Pihaknya mencermati kekhawatiran pelaku usaha mengenai potensi penyusutan margin keuntungan akibat tren penurunan harga batu bara global yang dibarengi dengan kenaikan biaya operasional pertambangan.
Menurut dia, pemerintah tidak boleh mengabaikan preferensi pasar global yang sangat sensitif terhadap harga komoditas. Kunci keberhasilan kebijakan itu terletak pada momentum (timing) dan desain aturan yang adaptif.
"Misalnya, dengan menyusun formula penghitungan yang transparan di mana pungutan hanya berlaku optimal saat harga sedang tinggi, namun segera direlaksasi atau ditangguhkan ketika kondisi pasar sedang lesu,” jelas Ade Holis.
Kendati demikian, data International Trade Center (ITC) menunjukkan posisi tawar Indonesia sebenarnya masih cukup kompetitif. Sepanjang periode 2020-2024, harga jual batu bara Indonesia rata-rata berada 32,6 persen di bawah harga rata-rata dunia.

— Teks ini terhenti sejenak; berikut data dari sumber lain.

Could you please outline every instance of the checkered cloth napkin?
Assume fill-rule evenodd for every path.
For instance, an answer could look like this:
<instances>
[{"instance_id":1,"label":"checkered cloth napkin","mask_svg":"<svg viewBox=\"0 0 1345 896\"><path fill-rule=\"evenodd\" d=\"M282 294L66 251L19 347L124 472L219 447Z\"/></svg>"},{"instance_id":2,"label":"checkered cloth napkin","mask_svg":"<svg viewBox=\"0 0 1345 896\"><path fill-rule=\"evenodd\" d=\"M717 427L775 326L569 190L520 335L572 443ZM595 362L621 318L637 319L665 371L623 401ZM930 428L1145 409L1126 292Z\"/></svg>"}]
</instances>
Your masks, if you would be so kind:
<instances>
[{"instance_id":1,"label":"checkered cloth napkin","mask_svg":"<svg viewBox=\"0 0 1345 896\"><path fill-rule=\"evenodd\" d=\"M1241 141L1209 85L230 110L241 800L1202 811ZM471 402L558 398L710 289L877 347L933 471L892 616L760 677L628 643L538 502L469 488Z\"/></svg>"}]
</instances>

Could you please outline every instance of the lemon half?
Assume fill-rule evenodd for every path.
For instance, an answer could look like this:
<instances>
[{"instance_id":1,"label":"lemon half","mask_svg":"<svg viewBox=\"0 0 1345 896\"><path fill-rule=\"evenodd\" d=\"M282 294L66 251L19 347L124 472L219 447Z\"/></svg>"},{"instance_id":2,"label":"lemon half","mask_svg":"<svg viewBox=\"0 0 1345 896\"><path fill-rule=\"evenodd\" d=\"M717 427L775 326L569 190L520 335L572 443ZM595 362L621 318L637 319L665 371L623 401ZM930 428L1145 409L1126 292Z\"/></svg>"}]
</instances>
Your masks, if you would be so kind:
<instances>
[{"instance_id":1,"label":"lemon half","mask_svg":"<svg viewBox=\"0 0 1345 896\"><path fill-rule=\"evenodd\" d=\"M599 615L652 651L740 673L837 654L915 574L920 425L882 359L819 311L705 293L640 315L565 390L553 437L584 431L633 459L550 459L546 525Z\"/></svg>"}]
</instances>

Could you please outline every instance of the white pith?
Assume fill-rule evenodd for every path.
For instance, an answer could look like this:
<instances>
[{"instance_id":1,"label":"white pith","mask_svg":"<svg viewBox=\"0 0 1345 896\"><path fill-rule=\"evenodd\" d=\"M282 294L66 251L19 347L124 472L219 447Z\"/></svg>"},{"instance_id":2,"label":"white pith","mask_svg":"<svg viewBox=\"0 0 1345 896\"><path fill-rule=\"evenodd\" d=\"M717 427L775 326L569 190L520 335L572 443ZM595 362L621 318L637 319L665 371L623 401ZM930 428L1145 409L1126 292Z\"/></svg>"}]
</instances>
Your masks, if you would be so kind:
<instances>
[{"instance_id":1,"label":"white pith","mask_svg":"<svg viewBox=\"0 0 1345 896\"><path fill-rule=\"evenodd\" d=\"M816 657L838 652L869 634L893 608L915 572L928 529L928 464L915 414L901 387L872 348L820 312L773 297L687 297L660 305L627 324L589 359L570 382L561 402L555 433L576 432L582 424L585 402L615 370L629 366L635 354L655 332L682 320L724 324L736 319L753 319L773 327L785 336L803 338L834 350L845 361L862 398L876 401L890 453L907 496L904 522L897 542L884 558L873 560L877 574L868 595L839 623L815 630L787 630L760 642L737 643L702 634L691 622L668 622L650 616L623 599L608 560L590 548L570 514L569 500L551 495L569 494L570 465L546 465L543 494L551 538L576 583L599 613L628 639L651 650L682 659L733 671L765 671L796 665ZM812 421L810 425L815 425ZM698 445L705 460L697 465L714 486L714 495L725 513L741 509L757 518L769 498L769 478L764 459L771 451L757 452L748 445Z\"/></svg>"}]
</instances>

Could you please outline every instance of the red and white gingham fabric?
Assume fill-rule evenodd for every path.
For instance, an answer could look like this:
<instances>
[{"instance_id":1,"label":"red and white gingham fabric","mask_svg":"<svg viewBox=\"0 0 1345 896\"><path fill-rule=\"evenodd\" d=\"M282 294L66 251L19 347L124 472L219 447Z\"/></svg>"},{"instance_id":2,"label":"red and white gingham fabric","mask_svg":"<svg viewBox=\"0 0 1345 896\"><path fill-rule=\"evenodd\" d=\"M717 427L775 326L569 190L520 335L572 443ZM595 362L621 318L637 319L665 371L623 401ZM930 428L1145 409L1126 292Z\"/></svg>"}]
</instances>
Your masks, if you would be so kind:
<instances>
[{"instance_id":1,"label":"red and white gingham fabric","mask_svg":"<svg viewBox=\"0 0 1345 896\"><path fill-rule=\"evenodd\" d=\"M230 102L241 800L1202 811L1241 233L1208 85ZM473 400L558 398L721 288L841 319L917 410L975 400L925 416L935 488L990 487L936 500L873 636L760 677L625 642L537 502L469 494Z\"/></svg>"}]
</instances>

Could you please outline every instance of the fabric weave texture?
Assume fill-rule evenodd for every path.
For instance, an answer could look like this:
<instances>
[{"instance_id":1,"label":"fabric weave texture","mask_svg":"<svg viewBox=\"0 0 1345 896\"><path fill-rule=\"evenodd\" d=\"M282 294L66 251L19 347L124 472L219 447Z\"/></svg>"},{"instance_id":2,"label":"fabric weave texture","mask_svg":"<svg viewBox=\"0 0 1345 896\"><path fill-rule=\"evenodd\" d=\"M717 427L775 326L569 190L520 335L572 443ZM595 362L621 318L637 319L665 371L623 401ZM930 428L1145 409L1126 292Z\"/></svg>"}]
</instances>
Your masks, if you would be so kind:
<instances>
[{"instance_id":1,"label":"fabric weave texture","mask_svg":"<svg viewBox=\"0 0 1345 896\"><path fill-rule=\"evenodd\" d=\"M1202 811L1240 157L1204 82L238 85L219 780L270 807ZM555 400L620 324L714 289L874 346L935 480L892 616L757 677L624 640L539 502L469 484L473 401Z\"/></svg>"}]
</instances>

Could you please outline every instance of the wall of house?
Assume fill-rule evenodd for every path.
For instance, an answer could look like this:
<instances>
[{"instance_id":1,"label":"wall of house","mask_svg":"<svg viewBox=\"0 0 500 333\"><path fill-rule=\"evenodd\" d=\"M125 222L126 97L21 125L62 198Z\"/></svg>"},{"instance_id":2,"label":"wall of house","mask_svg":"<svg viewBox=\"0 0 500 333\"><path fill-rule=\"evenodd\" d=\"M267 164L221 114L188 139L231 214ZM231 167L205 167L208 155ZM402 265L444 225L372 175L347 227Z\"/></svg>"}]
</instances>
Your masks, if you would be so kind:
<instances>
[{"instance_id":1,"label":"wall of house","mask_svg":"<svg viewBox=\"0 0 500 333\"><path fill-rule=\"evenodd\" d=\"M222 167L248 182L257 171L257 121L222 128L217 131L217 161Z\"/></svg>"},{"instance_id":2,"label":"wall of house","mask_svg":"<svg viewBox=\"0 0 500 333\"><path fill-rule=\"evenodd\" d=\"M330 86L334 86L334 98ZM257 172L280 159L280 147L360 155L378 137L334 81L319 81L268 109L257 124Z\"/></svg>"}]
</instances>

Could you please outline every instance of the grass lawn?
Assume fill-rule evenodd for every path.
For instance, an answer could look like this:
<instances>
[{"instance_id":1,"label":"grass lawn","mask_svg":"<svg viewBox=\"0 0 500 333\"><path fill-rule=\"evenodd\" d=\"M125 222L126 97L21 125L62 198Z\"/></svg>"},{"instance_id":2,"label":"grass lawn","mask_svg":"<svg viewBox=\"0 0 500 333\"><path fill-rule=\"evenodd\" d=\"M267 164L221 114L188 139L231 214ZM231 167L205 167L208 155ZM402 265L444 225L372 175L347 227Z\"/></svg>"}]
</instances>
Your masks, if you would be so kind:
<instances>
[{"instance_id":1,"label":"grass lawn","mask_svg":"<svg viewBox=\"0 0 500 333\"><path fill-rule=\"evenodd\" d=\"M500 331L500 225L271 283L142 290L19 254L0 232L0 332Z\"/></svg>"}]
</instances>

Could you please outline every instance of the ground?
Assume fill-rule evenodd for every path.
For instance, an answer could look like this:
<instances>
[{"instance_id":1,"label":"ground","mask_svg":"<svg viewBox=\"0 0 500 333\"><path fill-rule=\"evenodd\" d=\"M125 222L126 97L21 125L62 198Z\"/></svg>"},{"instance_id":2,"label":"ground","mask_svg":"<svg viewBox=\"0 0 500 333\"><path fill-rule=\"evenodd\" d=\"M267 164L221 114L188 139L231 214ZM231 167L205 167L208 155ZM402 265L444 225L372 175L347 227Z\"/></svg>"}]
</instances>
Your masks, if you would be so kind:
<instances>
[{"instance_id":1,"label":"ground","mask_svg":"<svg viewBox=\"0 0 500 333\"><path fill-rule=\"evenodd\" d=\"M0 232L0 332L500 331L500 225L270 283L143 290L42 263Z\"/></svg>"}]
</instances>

"Artinya, jika ditambah bea keluar sebesar 5 persen pun masih terbuka ruang lebar bagi produsen batu bara Indonesia untuk bersaing di pasar dunia," jelasnya.
Guna memperkuat efektivitas kebijakan itu, tambahnya, pemerintah harus mempertimbangkan struktur tarif berjenjang yang selaras dengan pergerakan harga dan kualitas batu bara.
Kebijakan itu juga sebaiknya terintegrasi dengan agenda hilirisasi agar Indonesia tidak terus-menerus bergantung pada penjualan material mentah. Selain itu, mekanisme evaluasi berkala menjadi syarat mutlak untuk merespons dinamika pasar global secara cepat.
“Dengan pendekatan yang lebih luwes dan berbasis data, bea ekspor batu bara dapat menjadi instrumen yang bukan hanya mengisi kas negara, tetapi juga mengarahkan sektor energi Indonesia menuju struktur yang lebih tangguh dan berkelanjutan,” kata Ade Holis.